Ada 46,6 juta pekerja formal ditambah keluarganya yang hanya bisa mengandalkan menambal hidup dari kenaikan upah, sambung Rieke.
"Mereka bukan penerima kompensasi Rp.200 ribu per bulan. Mereka adalah Rakyat yang juga menanti hadirnya negara," tegasnya lagi.
Ia ingat Presiden Jokowi pada saat kampanye Pilpres 1 Mei 2014 lalu, telah menyampaikan pernyataan politik mengenai Trilayak Rakyat Pekerja yakni kerja layak, upah layak, hidup layak) yang sejalan dengam perlindungan terhadap industri nasional.

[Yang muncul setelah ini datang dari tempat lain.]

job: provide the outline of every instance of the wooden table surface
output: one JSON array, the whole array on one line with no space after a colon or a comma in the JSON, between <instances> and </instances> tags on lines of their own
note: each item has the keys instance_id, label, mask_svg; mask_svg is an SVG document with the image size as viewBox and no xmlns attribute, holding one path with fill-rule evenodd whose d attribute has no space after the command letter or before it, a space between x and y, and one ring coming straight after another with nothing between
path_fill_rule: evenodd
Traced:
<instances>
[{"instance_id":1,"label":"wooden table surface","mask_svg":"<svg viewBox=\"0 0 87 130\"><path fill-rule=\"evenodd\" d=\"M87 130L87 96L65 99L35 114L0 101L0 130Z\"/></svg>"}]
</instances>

Sikap politik tersebut diperkuat dengan penandatanganan Piagam Perjuangan Marsinah pada 5 Juni 2014. Rieke berpendapat, komitmen untuk tidak menjalankan politik upah murah tidak cukup dari presiden, tentu saja kabinet dan seluruh jajarannya menentukan.
"Saya masih berusaha meyakini komitmen politik tersebut akan diperjuangkan dan diwujudkan oleh pemerintah," ungkapnya.
Untuk itu, menurut Rieke, ujian pertama pemerintah Jokowi adalah putusan kenaikan upah 2015 yang harus memperhitungkan kenaikan harga kebutuhan pokok dan kebutuhan hidup akibat kenaikan harga bahan bakar minyak (BBM) bersubsidi.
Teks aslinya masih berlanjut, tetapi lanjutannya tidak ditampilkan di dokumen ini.